Notice of Pre-AIA  or AIA  Status
The present application, filed on or after March 16, 2013, is being examined under the first inventor to file provisions of the AIA .
Continued Examination Under 37 CFR 1.114
A request for continued examination under 37 CFR 1.114, including the fee set forth in 37 CFR 1.17(e), was filed in this application after final rejection.  Since this application is eligible for continued examination under 37 CFR 1.114, and the fee set forth in 37 CFR 1.17(e) has been timely paid, the finality of the previous Office action has been withdrawn pursuant to 37 CFR 1.114.  Applicant’s submission filed on January 21st, 2021 has been entered.
Amendments
This action is in response to amendments filed January 21st, 2021, in which Claims 1, 4, 6, 10, 11, and 16 have been amended.  Claim 5 has been cancelled.  The amendments have been entered, and Claims 1-4 and 6-20 are currently pending.
Claim Rejections - 35 USC § 112
Claims 1-4 and 6-20 are rejected under 35 U.S.C. 112(b) or 35 U.S.C. 112 (pre-AIA ), second paragraph, as being indefinite for failing to particularly point out and distinctly claim the subject matter which the inventor or a joint inventor (or for applications subject to pre-AIA  35 U.S.C. 112, the applicant), regards as the invention.
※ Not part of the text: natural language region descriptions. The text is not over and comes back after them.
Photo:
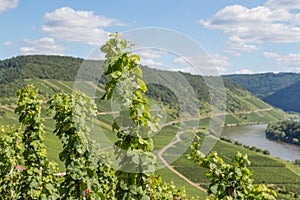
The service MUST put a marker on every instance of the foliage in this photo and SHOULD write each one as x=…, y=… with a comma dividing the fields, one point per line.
x=229, y=181
x=38, y=180
x=286, y=131
x=10, y=160
x=286, y=98
x=264, y=84
x=134, y=124
x=85, y=170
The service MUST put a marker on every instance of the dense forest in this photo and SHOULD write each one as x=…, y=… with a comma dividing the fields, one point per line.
x=278, y=89
x=264, y=84
x=14, y=71
x=286, y=98
x=27, y=173
x=286, y=131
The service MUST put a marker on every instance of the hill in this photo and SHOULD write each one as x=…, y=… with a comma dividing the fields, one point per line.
x=21, y=70
x=242, y=108
x=286, y=98
x=264, y=84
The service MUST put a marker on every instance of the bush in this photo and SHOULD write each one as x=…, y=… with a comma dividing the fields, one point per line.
x=266, y=152
x=259, y=150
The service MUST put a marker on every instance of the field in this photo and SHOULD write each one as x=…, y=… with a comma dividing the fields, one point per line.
x=265, y=168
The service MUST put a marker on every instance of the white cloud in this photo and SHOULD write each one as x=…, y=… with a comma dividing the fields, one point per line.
x=247, y=27
x=149, y=54
x=283, y=4
x=151, y=63
x=243, y=71
x=44, y=45
x=8, y=4
x=291, y=60
x=202, y=64
x=78, y=26
x=235, y=46
x=8, y=43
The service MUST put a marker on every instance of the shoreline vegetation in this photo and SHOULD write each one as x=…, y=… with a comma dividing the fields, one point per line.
x=287, y=131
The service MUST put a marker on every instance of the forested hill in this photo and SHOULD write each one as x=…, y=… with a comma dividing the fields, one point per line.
x=286, y=98
x=17, y=71
x=264, y=84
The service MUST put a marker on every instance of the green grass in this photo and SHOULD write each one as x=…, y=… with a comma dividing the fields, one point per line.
x=169, y=176
x=264, y=168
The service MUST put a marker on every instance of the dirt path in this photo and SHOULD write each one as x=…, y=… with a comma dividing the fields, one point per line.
x=160, y=155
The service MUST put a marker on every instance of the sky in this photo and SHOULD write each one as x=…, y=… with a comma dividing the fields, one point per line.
x=239, y=36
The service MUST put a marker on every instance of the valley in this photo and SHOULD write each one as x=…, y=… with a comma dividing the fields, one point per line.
x=242, y=108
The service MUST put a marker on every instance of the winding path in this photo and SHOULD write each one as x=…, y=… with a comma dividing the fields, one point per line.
x=172, y=168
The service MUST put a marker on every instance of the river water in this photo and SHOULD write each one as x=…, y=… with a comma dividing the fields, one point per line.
x=254, y=135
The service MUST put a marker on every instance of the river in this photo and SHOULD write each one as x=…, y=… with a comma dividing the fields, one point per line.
x=254, y=135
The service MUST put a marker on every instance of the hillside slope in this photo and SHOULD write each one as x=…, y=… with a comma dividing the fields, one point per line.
x=264, y=84
x=21, y=70
x=286, y=98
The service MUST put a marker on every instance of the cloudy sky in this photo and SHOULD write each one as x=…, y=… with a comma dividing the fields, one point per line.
x=240, y=36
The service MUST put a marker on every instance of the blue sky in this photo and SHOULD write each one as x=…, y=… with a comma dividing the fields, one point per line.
x=249, y=36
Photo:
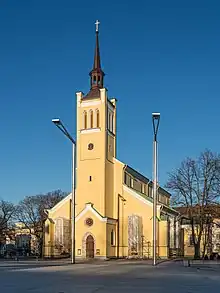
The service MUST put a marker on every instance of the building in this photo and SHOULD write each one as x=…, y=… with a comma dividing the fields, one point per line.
x=113, y=201
x=210, y=236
Claims 1, 10, and 16 recite the limitation hardware sensors in the computer.  There is insufficient antecedent basis for this limitation in the claim, because no specific computer has previously been positively recited.  For the purpose of examination, the computer will be interpreted to mean a computer of the machine learning system
	The dependent claims are rejected for inheriting the indefiniteness of the claims upon which they depend.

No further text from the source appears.